O the bleeding drops of red,
Where on the deck my Captain lies,
Fallen cold and dead.
O Captain! my Captain! rise up and hear the bells;
Rise up—for you the flag is flung—for you the bugle trills,
For you bouquets and ribbon’d wreaths—for you the shores a-crowding,
For you they call, the swaying mass, their eager faces turning;
Here Captain! dear father!
This arm beneath your head!
It is some dream that on the deck,
You’ve fallen cold and dead.
My Captain does not answer, his lips are pale and still,
My father does not feel my arm, he has no pulse nor will,
The ship is anchor’d safe and sound, its voyage closed and done,
From fearful trip the victor ship comes in with object won;
Exult O shores, and ring O bells!
But I with mournful tread,
Walk the deck my Captain lies,
Fallen cold and dead.
This is Romantic ?
Unfortunately the term Romance has been grossly tarnished in our culture today. Such a word is now associated with sappy love songs and cheep chocolates. That is not the Romantic material I am talking about. I'm talking about the unstoppable flow of nature and the futility of fighting against it. I'm talking about ever present death and the inescapable fact that it comes to all. Yes that is the stuff of Romanticism and there are no valentines or flowers involved. So it is small wonders that few people know the meaning of Romanticism or would think of this poem as being full to the brim with it. Perhaps with writers such as Poe and Shakespeare the readers of today can see the clear link between tragedy and romance but this poem is by Walt Whitman not Edgar Allan Poe.

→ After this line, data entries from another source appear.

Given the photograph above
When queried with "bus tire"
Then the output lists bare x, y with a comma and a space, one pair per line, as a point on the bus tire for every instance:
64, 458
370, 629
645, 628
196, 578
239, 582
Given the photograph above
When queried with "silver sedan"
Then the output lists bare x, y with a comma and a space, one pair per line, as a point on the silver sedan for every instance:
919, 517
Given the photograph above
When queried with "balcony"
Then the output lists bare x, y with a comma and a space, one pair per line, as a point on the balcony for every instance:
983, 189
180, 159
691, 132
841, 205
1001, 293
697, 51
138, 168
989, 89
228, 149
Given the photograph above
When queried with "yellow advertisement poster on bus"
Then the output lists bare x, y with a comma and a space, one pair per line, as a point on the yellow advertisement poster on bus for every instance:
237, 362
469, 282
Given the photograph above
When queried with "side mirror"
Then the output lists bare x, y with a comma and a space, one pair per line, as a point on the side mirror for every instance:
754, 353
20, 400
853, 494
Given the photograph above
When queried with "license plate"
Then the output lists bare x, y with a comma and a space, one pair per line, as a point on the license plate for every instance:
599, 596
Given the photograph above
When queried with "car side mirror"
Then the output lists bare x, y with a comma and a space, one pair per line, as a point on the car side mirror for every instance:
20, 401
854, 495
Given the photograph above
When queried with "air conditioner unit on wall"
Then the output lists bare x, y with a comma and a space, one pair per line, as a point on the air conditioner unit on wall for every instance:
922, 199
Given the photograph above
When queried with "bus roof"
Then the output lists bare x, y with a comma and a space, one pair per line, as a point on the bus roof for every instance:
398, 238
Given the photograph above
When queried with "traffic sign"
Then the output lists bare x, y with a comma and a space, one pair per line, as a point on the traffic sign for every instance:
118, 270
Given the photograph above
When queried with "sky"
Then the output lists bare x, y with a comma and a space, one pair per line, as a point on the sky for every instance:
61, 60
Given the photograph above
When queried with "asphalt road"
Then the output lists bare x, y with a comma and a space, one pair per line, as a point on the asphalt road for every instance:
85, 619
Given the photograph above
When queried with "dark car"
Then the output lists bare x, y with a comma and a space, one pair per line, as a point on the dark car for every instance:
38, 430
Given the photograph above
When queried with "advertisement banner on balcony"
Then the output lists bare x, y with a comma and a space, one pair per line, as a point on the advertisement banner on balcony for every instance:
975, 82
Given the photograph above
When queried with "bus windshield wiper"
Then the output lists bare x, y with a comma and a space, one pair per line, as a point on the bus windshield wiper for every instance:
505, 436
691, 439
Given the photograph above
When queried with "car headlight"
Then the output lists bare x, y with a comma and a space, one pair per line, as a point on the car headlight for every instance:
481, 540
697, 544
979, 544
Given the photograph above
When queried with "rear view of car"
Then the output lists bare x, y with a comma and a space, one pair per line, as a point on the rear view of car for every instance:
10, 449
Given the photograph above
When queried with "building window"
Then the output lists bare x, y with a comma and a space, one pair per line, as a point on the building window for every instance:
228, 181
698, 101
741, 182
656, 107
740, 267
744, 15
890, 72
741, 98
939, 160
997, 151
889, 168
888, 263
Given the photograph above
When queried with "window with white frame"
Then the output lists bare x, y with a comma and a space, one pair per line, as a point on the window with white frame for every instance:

'Meaningless everything is meaningless - Generations come and generation go but the earth endures forever' (Taken from Ecclesiastes chapter 1) You can just see the ship coming into the home port triumphant after a fierce battle only to find that victory was at a high cost, the life of their Captain. But then what is one life? The world kept right on spinning even as his blood stained the deck, a great man fallen. Moving right along....what are you surprised? Death is always among us. Tragedy comes even at the highest pinnacles of accomplishment. The wind still filled the sails and the tide pulled them into port, indifferent to the death of the Captain. Like Time, Nature stops and weeps for no man.